# Retiring to Sydney, Australia: Is it possible to live there on €700/mth pension?



## cheztommy (3 May 2008)

I was thinking of retiring in a couple of years to Sydney and was wondering if it would be possible to live on 700 euros net per month pension. Any advice would be welcome


----------



## ajapale (3 May 2008)

Moved from Overseas Property Investment To Other Financial Issues.

Ive expanded your title somewhat.

Try googling .

http://www.expatforum.com/
*Retiring to Australia 
* 
Have a look at some of the British Expat forums. Once you get over the whiny tone they can be quite interesting.

It might be worthwhile investigating the Irish emmigrant communtiy in Sydney.

[broken link removed] Business Post article (dating to 2000 by the excellent Aileen Power) deals with the tax implications of retiring abroad.


----------



## MandaC (4 May 2008)

Hi,  it would really depend on what part of Sydney you were considering going to and if you will be renting/buying home, etc.  Stayed in Sydney in January and what struck me about Australia in general was that the cost of living was very very similar to here for lifestyle,  food, clothes, etc.  If you could live here on that amount then you could probably live there.  Certain items were cheaper, certain items more expensive, but all things would  balance out.
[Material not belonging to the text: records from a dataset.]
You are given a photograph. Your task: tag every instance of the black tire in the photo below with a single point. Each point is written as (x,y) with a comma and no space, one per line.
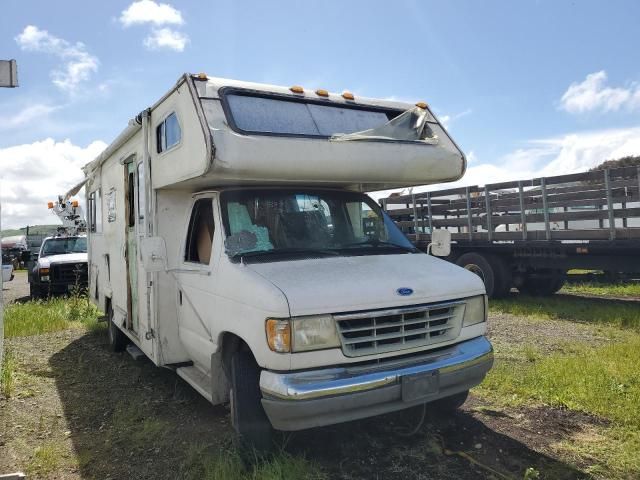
(34,292)
(452,403)
(249,420)
(493,271)
(117,339)
(542,284)
(503,276)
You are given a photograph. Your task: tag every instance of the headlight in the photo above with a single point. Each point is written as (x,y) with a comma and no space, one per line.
(278,335)
(475,310)
(44,274)
(314,332)
(301,334)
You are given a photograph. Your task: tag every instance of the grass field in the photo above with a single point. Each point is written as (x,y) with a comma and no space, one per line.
(541,368)
(624,290)
(584,310)
(598,379)
(43,316)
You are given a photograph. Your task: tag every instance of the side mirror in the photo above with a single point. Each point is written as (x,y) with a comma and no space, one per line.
(440,243)
(153,251)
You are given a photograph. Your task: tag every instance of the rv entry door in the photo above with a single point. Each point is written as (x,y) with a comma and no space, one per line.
(132,248)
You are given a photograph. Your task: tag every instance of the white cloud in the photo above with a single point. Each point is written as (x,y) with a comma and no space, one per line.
(166,38)
(448,120)
(33,174)
(78,63)
(593,94)
(572,153)
(148,11)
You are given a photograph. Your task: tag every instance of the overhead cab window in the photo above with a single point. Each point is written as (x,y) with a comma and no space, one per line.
(200,233)
(168,133)
(290,117)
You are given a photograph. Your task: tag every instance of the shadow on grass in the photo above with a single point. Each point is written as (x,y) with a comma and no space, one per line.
(131,419)
(619,312)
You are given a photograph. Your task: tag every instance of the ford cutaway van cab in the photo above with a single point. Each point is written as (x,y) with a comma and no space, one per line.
(231,240)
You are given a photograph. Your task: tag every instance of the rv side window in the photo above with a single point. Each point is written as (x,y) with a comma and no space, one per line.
(141,192)
(131,212)
(168,133)
(200,233)
(95,212)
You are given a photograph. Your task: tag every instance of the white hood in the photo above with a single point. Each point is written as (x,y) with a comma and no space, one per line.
(341,284)
(63,258)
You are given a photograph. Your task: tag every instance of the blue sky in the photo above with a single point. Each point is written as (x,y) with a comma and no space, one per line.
(526,88)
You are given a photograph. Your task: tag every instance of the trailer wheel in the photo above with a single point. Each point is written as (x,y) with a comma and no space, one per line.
(542,284)
(493,271)
(249,420)
(34,292)
(117,340)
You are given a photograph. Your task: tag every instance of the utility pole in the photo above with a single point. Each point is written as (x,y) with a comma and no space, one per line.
(8,79)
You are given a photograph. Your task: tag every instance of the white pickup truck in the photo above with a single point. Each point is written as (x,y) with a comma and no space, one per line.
(231,240)
(61,266)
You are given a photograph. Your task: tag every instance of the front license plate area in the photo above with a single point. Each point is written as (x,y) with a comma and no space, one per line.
(420,386)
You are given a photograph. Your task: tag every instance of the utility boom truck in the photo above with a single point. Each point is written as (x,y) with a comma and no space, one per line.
(230,240)
(61,264)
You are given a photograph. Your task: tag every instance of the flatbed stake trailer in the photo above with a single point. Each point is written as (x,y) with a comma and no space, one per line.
(230,240)
(528,234)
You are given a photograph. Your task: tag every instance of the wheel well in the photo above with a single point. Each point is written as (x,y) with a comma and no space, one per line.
(231,343)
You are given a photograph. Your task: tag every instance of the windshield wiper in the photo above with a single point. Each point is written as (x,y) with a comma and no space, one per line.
(380,243)
(285,251)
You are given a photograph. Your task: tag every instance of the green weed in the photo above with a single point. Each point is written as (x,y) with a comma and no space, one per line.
(602,381)
(631,290)
(207,463)
(44,316)
(7,375)
(586,310)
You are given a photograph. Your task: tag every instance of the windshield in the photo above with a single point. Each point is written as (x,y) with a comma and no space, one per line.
(59,246)
(268,222)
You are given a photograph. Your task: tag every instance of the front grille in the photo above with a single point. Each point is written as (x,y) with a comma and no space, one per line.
(69,273)
(379,331)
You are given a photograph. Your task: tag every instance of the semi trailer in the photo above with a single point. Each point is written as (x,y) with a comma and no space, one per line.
(527,234)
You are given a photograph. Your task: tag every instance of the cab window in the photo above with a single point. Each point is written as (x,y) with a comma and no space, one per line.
(200,232)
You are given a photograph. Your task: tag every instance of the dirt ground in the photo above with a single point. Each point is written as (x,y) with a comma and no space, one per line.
(81,411)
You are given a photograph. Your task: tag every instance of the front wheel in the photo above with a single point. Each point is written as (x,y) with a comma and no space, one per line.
(247,415)
(492,270)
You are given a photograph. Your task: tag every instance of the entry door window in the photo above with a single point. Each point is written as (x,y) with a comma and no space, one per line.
(200,233)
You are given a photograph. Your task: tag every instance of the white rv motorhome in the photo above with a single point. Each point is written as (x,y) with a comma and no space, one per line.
(230,240)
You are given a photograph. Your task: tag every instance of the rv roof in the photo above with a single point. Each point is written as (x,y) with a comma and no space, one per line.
(212,86)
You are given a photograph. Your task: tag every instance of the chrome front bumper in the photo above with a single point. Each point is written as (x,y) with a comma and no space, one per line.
(299,400)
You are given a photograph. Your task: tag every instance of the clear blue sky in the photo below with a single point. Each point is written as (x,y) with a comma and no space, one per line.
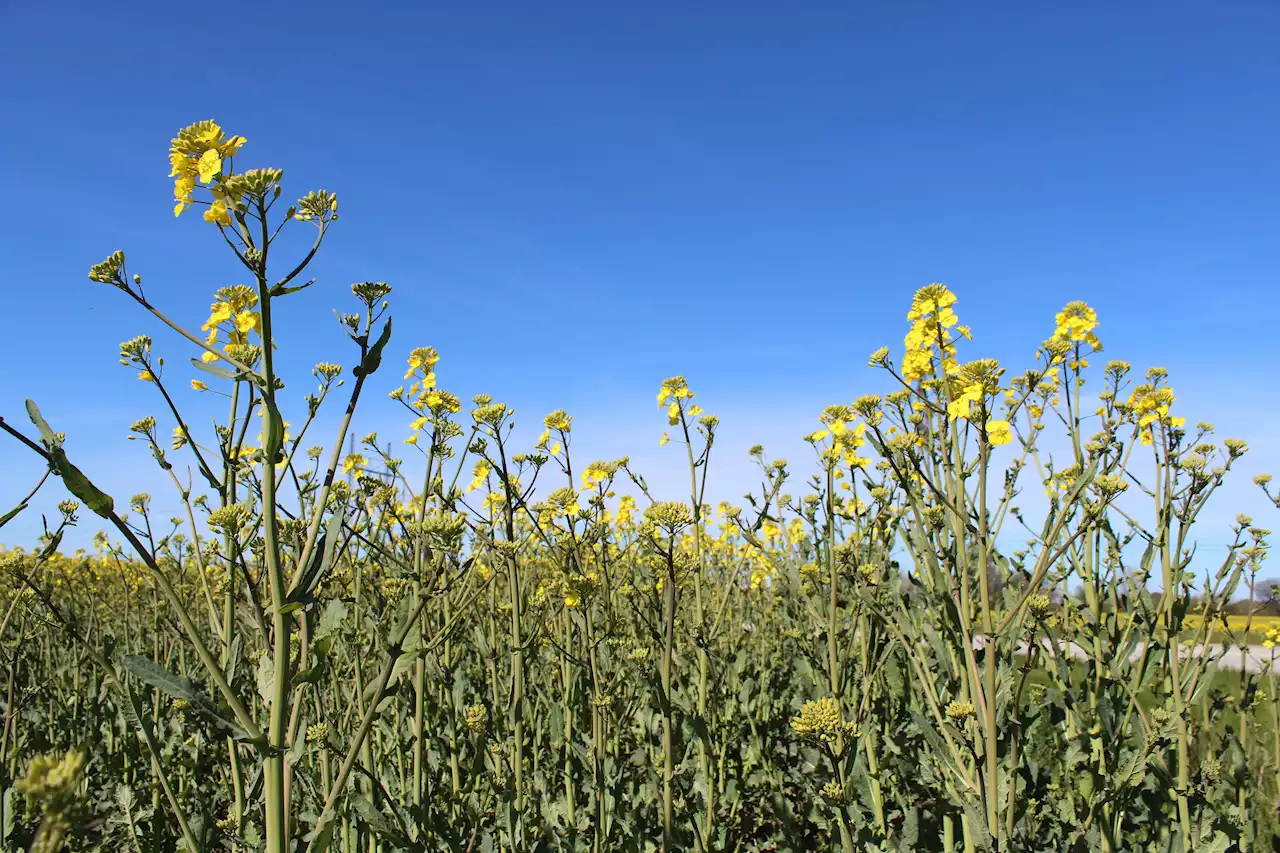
(575,200)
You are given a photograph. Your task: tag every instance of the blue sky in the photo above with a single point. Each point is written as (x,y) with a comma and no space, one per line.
(576,200)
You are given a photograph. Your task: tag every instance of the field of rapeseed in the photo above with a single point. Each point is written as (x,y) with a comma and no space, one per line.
(487,644)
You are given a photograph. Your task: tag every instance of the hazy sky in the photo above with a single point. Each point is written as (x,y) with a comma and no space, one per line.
(575,200)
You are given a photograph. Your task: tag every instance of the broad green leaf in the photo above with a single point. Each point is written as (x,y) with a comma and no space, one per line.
(374,357)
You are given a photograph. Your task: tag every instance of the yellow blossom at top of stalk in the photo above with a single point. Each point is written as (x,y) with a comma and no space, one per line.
(1000,432)
(1075,323)
(560,420)
(196,156)
(1150,405)
(421,361)
(932,323)
(676,388)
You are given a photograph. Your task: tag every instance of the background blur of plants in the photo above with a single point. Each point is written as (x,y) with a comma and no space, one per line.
(490,646)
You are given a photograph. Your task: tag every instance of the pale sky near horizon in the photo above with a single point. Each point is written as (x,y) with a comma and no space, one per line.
(575,201)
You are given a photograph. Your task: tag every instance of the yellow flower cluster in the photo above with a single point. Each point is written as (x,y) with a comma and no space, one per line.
(1150,406)
(196,158)
(232,310)
(821,720)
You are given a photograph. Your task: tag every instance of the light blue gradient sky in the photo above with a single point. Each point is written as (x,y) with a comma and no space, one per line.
(576,200)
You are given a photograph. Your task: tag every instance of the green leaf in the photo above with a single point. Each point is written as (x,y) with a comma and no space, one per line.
(330,620)
(279,290)
(312,673)
(374,357)
(158,676)
(321,557)
(41,424)
(12,514)
(81,487)
(222,373)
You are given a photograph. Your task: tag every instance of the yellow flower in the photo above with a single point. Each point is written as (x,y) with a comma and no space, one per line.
(209,165)
(961,405)
(999,432)
(248,322)
(216,213)
(479,474)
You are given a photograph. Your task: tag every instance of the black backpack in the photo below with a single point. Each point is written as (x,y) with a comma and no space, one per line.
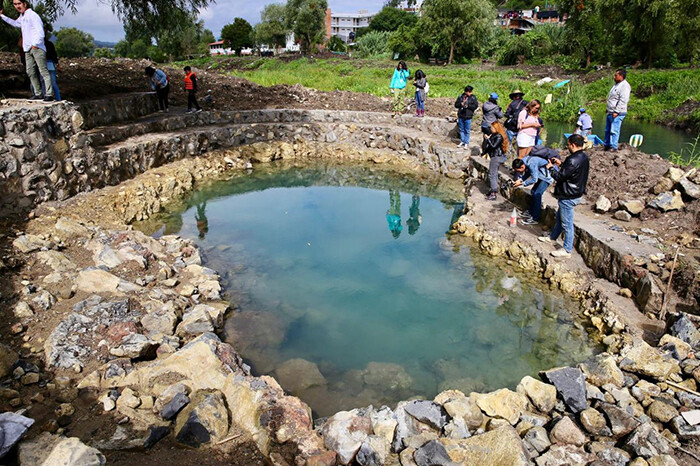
(511,122)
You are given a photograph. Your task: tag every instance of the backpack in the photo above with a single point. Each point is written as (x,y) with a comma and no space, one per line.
(544,152)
Cars were a lot cheaper than here, but petrol (near Sydney anyway) was the same price.

As an aside, watched an article on TV there about the level of repossession of homes in Sydney being on a rapid increase.  Think mortgage rates were about 8% when I was there.


----------



## JoeB (4 May 2008)

You could live in Australia fairly easily for that, not Sydney however which is about the same price as Dublin!!! (More public facilities, better outdoor life and climate however).

Up North, i.e in Cairns where they are in the sub-tropical climate band (i.e very hot, tropical rains etc) the cost of living is half that of Sydney... same with Perth on the west coast, approx 2,500 km from Sydney.

Brisbane is your best bet, 1,000km North of Sydney, significantly cheaper, 300+ days of sunshine a year.

Of course you could try Sydney but 700 Euros a month is only barely enough to live anywhere!

edited to add...
It depends on what you need the money for... if everything, like rent, food and clothes then you will struggle, or just barely make it... if it is just food and clothes it would be easier.


----------



## davidoco (28 May 2008)

JoeBallantin said:


> Of course you could try Sydney but 700 Euros a month is only barely enough to live anywhere!


 
€700 pm would get you well sorted in Thailand.  You could have 365 days of sunshine (in the morning only as you'll have rain in the afternoons during the raining season).


----------



## sparkeee (28 May 2008)

is thailand a suburb of sydney?


----------



## badabing (3 Jun 2008)

One pertinent point is that most Sydney folk retire to somewhere cheaper lke the gold coast


----------